How YOU doin’?


As I’ve inelegantly noted before, I hardly ever get hit on anymore.  This really shouldn’t matter to me, because the ostensible purpose of hitting or being hit on is to find a new sexual or romantic partner, and part of me and Collin’s marriage deal is that we’re not going to have any of those.  But what can I say, the patriarchy has thoroughly warped me, and I enjoy external validation in the form of strangers expressing interest in banging me.

I tell myself it’s about me not sending out those “come and get me” vibes, because I’m spoken for.  I tell myself it’s because they see I’m wearing a wedding ring. I tell myself it’s because I cut off my hair, but screw them, my hair is super cute and so much easier now.

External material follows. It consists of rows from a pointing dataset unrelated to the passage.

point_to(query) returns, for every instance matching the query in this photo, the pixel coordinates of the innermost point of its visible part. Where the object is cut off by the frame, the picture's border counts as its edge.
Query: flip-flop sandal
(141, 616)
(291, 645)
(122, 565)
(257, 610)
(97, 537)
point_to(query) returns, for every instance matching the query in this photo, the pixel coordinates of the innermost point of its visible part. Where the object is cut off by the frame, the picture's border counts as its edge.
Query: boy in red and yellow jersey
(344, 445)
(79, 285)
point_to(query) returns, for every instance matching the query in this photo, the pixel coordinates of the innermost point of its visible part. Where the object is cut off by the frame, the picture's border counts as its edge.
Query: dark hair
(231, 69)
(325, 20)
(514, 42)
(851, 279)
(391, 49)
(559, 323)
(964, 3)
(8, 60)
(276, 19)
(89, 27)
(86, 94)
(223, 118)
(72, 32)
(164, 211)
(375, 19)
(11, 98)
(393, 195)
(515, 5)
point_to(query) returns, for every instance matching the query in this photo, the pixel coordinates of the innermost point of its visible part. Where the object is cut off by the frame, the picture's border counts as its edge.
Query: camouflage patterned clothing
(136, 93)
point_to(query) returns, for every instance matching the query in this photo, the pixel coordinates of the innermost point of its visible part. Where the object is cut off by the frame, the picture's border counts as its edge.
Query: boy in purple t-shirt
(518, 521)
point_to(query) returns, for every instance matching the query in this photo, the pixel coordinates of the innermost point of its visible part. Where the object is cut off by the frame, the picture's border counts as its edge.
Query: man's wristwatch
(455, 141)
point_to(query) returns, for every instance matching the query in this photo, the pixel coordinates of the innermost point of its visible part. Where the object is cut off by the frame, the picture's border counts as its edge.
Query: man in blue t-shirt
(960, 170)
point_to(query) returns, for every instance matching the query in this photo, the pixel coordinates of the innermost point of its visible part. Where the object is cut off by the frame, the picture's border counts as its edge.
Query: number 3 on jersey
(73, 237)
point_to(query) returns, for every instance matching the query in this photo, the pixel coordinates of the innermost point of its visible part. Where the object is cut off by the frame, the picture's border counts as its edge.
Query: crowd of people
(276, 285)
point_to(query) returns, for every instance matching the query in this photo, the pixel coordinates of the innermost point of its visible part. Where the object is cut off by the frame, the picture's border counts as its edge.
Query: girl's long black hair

But then I get dark and tell myself it’s just because I’m not 22 anymore, and I’m not a size 2 anymore, and I cut my hair off and now I look like an old boring lesbian, not even a cute lesbian because chicks aren’t hitting on me either.  And again, I SHOULDN’T CARE, because really, all I’m missing is the opportunity to reject someone, and that isn’t ever fun, but god. I do.  I know it’s lame.

This weekend I went dancing at a hipster bar in a suit and tie.  With my makeup photoshoot-ready and my hair in a fauxhawk.  On the way over I told my friend Liz, “If I don’t get hit on by any lesbians tonight, I just give up.”

[Photo by Lou Stein]

And then I did get hit on by the same chick twice (I think she was drunk enough that she forgot me in between), and I was like, “YEAH! STILL GOT IT!”  And then I got hit on by a series of dudes, one of whom GAVE ME A ROSE (after saying, “I thought you were someone else, so I got you this, but you should have it anyway”).  [So yeah, um, I was apparently getting hit on at least half the time out of confusion, but I'm not going to let that bring me down too much.  This is my pointless point of pride, I make the rules!]

So, the lesson is, if you would like to get hit on at a bar, wear a necktie.  It gets people’s attention and gives them an icebreaker.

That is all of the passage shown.